Postgres database crashing due to disk space - Need volume increase immediately
shamanop
PROOP

a month ago

Hi Railway team,

My production Postgres database is in a crash loop and my application is completely down. The logs show:

FATAL: could not write to file "pg_wal/xlogtemp.28": No space left on device

Details:

  • Project: VP-CRM

  • Service: Postgres (currently showing "Crashed")

  • Plan: Pro (just upgraded)

  • Account email: [YOUR EMAIL]

The database keeps trying to recover but fails due to no disk space for WAL files. I cannot find volume resize options in the dashboard for managed Postgres.

Request: Please increase my Postgres volume size to 10GB (or whatever is needed) immediately so the database can complete recovery.

This is blocking my production application and affecting customers right now.

Thank you!

Solved$10 Bounty

Pinned Solution

darseen
HOBBYTop 1% Contributor

a month ago

Here is a workaroud to run the command pg_resetwal -f /var/lib/postgresql/data/pgdata in your crashing service. Since the postgres service crashes before you can SSH, you can set Custom Start Command in your service settings to sleep infinity (see the attached image).
Now you can right click on your service, copy the ssh command and connect to it.

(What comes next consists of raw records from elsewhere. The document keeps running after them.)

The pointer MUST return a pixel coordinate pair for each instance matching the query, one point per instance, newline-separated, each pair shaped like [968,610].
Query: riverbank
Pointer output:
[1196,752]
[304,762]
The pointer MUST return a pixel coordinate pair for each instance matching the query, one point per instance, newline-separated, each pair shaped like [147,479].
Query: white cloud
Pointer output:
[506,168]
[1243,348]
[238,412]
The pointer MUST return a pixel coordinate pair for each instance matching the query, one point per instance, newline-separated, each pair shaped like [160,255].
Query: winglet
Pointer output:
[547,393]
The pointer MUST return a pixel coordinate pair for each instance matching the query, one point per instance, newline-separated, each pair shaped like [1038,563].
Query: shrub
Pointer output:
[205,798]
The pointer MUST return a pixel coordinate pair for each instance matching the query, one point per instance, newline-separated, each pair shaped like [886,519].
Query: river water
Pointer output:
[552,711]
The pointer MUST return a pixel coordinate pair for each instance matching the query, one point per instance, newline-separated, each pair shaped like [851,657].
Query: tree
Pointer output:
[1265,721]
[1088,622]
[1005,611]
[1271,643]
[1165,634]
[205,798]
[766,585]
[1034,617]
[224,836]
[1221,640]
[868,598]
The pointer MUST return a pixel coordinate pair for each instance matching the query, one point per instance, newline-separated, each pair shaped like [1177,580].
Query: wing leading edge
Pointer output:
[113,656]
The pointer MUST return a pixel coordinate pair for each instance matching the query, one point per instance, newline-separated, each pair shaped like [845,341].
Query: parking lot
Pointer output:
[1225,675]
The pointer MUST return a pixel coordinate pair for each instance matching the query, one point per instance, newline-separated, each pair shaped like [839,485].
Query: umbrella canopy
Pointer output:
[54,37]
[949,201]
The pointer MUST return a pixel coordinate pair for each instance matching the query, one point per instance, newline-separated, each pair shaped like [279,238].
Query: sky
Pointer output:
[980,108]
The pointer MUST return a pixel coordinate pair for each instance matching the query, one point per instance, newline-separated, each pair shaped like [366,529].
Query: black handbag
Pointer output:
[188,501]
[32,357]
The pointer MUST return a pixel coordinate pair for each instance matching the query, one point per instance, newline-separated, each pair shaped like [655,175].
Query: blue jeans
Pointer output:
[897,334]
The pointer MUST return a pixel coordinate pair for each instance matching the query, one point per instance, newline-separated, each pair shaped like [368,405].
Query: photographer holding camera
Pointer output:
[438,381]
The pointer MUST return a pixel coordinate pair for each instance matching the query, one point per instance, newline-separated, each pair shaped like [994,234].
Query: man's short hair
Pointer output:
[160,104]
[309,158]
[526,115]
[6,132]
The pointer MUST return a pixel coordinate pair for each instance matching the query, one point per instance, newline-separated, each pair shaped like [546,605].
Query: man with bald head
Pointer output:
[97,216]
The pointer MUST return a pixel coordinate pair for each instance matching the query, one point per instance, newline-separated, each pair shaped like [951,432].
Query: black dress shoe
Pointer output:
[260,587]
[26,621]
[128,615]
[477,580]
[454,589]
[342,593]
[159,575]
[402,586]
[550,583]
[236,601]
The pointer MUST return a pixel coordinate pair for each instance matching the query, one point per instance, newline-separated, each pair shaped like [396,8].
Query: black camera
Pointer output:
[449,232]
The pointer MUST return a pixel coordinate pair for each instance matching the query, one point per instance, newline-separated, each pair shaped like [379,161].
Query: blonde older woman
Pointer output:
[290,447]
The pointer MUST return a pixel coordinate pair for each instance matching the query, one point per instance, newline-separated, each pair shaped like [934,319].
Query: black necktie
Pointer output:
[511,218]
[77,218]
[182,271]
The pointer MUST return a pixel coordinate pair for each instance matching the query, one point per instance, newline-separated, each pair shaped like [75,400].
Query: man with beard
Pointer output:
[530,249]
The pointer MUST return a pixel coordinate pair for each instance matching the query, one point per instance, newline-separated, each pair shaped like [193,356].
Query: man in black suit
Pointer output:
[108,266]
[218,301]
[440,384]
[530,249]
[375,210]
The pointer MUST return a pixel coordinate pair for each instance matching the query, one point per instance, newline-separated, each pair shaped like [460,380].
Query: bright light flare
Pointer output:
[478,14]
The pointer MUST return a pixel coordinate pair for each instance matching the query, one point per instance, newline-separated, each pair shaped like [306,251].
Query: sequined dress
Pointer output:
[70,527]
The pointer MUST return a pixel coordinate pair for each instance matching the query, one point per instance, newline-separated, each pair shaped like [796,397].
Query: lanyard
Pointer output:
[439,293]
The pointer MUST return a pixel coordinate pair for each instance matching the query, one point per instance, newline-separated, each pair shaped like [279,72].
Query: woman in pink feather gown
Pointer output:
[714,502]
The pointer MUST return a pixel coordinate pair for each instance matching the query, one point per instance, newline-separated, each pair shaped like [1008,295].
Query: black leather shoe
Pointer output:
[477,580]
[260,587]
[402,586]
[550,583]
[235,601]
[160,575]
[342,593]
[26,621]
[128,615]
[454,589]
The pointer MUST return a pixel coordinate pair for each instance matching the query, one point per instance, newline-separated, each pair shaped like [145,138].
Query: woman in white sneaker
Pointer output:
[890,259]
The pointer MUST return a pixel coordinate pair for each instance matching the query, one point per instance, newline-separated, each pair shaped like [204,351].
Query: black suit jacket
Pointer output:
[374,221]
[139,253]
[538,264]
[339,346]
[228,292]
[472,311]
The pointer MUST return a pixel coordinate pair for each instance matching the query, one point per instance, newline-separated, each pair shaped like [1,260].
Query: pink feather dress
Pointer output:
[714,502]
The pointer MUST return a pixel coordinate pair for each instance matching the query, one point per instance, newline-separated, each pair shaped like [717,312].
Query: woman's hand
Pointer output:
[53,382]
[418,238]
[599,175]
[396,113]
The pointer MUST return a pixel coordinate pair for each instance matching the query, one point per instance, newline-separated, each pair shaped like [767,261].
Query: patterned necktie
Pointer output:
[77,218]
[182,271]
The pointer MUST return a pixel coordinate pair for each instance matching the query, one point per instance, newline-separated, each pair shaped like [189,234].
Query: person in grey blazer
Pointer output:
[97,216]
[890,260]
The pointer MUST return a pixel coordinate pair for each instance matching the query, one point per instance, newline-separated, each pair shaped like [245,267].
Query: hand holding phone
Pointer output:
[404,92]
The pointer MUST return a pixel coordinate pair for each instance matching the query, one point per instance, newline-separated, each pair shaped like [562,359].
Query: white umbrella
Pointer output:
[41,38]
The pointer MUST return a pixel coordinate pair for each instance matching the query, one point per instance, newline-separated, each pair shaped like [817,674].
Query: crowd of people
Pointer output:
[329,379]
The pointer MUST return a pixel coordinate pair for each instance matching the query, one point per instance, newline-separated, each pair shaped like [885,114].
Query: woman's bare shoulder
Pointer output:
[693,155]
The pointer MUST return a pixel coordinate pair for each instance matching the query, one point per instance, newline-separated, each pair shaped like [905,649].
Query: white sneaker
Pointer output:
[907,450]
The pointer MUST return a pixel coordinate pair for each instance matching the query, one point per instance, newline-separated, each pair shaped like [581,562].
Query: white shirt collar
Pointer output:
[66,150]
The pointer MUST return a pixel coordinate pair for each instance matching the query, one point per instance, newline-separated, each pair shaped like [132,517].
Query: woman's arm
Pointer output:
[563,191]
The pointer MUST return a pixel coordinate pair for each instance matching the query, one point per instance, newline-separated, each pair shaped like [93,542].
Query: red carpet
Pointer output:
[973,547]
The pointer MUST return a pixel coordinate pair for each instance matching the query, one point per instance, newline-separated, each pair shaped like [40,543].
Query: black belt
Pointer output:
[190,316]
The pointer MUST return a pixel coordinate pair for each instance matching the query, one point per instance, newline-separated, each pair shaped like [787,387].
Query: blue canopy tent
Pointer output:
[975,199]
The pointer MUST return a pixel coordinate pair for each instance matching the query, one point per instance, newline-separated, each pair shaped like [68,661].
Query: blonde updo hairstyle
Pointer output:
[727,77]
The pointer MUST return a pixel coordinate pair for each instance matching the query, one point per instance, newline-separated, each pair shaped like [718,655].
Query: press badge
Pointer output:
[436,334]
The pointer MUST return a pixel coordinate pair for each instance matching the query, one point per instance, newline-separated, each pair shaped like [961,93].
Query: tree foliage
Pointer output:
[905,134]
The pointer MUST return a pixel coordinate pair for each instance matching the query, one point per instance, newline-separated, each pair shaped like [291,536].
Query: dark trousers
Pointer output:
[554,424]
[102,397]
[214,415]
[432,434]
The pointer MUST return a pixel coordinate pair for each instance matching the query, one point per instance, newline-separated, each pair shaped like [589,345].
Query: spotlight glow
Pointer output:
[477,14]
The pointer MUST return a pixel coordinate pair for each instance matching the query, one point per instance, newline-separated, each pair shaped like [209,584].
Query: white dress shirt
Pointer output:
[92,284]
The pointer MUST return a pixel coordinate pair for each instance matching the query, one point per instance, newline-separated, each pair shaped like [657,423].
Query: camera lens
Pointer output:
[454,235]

I did test this in my workspace, I crashed the db service and tested the Start Command, and was able to ssh this way to run the command.
Please keep in mind that you might need to increase max_wal_size as well, if it didn't work.

Hope this helps.

Attachments

10 Replies

Railway
BOT

a month ago

Hey there! We've found the following might help you get unblocked faster:

If you find the answer from one of these, please let us know by solving the thread!


brody
EMPLOYEE

a month ago

This thread has been marked as public for community involvement, as it does not contain any sensitive or personal information. Any further activity in this thread will be visible to everyone.

Status changed to Open brody about 1 month ago


darseen
HOBBYTop 1% Contributor

a month ago

You can find the option to grow your volume when you click on it, and go to settings. There you'll see the option to grow your volume.
Check the images I attached to see exactly where to find it.


shamanop
PROOP

a month ago

Update - Volume resize didn't fix it, need Railway support intervention

Thank you @darseen - I found the volume resize option and successfully increased the volume to 250GB. However, the database is still crashing with the same error:

redo done at 0/26FFFE08 system usage: CPU: user: 0.09 s, system: 0.13 s, elapsed: 2.91 s
FATAL: could not write to file "pg_wal/xlogtemp.29": No space left on device

Critical observation: The recovery actually COMPLETES successfully (redo done) - meaning my data is intact. It only crashes when trying to write the checkpoint afterward.

What I've tried:

  • Resized volume to 250GB (shows 491MB/250GB used - plenty of space)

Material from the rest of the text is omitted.